By Christian Kongsted
192 pages
$22.95
Gambit Publications (2003)
www.gambitbooks.com

Reviewed John Donaldson

 

HOW TO USE COMPUTERS TO IMPROVE YOUR CHESS by Christian Kongsted represents something new. Mark Crowther (Everyman) and Sarah Hurst (Batsford) have written books about chess and computers, but their works were primarily aimed at chess opportunities on the Internet. Mr. Kongsted has chosen to go in a different direction and offers some interesting observations. I would imagine that most chess players in the world, when asked to recommend a data based program, would recommend ChessBase, but Konngsted makes a case that both ChessBase and Chess Assistant each have their own advantages. Not only in the fact that ChessBase is the standard and Chess Assistant more economical, but also the programs themselves each have their own strengths and weaknesses.

Kongsted, in eleven chapters entitled The History of Computer Chess, Inside the Machine, The Blind Spots of the Computer, How to Beat Your Computer, Hardware, Software, and Databases, Computer-Assisted Analysis, Improving Your Opening Play, Improve Your Tactics, Improve Your Endgame Technique, Playing Chess on the Internet, and Computer Chess in the Future, covers pretty much everything you would want to know about the Silicon monsters. He explains why computers will inevitably get stronger and stronger and yet humans will still be much better in certain areas of the game, such as long-term strategic thinking. One example given in this book is the difficulty programmers face in defining what is a bad Bishop. Kongsted shows positions with White pawns on c2, c3, and d4 (Anand, Timman, Dortmund 1999 and Fedorowicz-Rey, San Francisco 1998) where the computers have trouble appreciating just how powerful White's dark squared Bishop can be.

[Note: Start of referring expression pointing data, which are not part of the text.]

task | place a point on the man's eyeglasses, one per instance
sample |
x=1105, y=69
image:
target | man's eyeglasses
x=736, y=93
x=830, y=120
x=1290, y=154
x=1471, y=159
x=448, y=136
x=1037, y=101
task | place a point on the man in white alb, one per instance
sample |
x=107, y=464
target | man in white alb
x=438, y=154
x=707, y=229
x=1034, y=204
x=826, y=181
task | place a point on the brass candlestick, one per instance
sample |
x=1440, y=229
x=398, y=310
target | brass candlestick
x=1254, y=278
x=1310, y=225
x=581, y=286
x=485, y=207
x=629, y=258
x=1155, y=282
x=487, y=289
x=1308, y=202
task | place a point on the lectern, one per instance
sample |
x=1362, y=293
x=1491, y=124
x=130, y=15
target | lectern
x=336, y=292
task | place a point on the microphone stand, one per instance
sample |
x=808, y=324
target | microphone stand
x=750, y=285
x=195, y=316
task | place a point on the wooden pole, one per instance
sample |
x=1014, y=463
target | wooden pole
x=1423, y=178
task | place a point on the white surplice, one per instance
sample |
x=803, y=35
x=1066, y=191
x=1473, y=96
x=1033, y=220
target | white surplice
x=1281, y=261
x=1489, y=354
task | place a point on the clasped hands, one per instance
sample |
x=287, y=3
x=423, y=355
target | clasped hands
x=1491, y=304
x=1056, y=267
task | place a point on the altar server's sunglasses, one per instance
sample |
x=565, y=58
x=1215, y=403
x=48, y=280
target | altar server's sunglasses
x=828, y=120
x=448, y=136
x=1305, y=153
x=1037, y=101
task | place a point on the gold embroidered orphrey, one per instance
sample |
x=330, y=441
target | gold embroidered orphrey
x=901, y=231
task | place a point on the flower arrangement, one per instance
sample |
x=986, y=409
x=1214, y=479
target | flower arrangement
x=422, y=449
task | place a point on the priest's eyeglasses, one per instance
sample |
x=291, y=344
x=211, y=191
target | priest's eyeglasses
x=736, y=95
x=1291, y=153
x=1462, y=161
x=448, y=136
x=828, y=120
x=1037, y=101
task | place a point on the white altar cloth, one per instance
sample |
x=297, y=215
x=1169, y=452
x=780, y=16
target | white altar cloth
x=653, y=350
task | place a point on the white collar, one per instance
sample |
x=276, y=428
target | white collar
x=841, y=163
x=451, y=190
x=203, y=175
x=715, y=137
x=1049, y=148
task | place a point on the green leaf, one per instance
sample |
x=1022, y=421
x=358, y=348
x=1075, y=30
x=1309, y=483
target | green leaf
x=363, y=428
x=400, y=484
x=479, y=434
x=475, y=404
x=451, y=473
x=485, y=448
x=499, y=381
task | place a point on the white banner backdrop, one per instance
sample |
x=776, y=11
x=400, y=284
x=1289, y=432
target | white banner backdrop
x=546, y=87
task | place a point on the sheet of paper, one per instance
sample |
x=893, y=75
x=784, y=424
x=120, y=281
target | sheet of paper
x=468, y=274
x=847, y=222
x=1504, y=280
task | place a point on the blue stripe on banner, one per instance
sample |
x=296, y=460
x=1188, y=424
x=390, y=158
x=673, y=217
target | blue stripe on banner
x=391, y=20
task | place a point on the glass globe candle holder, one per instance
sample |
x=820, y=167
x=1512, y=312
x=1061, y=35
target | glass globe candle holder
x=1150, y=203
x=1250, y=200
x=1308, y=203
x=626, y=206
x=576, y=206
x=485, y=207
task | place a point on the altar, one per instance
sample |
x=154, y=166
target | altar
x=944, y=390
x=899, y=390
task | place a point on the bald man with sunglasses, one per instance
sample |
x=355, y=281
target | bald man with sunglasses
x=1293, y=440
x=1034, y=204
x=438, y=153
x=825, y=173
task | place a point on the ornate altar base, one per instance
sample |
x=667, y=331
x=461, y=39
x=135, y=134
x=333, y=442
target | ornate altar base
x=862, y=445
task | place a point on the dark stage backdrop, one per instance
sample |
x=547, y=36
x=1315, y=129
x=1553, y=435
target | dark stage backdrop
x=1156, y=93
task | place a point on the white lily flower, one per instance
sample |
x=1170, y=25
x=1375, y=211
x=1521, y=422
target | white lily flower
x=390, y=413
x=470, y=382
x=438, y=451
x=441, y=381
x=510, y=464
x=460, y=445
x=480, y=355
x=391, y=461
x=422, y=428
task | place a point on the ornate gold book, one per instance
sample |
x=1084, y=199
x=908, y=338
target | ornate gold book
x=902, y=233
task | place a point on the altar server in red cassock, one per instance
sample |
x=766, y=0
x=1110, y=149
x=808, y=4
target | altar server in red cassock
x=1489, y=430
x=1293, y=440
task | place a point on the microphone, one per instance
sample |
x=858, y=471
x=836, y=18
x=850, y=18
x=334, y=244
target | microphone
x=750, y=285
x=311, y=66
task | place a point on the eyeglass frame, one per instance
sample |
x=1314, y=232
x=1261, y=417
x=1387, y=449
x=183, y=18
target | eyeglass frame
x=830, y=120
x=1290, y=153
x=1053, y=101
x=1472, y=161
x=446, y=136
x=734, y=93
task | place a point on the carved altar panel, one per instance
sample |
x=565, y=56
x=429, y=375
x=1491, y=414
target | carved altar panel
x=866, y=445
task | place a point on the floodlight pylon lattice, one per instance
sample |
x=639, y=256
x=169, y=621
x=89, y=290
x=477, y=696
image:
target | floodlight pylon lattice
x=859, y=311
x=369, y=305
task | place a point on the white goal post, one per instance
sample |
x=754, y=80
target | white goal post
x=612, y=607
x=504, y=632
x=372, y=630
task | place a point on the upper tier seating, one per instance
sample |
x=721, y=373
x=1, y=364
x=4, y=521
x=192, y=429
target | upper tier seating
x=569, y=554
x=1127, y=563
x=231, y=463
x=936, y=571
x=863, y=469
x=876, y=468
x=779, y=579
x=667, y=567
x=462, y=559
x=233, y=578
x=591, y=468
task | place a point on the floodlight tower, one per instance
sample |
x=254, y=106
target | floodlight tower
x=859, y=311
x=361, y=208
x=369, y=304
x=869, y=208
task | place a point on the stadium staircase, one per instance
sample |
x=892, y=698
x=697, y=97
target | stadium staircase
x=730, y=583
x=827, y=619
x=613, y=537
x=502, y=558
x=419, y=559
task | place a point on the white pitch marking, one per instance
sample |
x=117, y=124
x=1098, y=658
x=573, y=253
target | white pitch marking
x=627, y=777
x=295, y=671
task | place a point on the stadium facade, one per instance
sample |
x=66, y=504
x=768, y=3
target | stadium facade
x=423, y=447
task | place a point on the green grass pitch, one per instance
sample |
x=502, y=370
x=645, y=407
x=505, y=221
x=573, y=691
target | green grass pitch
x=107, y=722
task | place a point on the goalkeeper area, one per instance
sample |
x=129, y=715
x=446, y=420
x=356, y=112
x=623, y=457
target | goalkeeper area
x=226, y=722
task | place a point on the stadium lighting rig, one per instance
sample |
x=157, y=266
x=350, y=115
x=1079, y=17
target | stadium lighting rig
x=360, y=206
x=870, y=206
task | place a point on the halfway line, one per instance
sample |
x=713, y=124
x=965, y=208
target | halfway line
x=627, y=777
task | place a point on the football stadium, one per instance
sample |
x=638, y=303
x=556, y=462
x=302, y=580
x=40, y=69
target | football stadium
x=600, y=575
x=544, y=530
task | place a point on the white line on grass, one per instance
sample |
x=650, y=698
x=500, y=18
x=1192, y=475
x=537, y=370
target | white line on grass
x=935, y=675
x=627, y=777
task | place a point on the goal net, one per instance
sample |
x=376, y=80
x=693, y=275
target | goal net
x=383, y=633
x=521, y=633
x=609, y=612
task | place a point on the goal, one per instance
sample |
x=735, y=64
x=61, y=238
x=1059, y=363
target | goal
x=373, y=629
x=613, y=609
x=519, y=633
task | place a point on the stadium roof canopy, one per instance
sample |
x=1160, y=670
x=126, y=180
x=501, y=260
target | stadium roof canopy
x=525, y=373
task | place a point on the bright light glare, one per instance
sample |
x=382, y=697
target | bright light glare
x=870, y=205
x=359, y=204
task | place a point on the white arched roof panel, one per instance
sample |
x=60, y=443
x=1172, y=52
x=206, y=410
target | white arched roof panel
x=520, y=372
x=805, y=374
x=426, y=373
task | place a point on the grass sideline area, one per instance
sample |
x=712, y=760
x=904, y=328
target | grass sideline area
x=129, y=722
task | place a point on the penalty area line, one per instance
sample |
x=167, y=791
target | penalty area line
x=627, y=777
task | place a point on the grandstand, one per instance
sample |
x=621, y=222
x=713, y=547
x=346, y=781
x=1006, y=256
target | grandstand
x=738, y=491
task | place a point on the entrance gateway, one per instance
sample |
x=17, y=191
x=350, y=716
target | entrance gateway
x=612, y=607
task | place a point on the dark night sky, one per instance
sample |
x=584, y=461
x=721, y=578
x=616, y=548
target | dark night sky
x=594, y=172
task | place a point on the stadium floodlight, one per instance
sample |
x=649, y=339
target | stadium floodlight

The author has plenty of good thrashings by GMs against their Silicon counterparts using the time tested anti-computer opening The Stonewall Attack, but he doesn't limit himself to advocating that as humanities sole weapon against the machines. In his chapter on Blindspots in the Computer, he shows not only the vulnerability in the closed positions, but the difficulties in certain endgames where the horizon effect comes into play. Anand's famous escape against Fritz 6 at Dortmund 1999, where the computer walks into an unbreakable pin certainly gives cause for hope.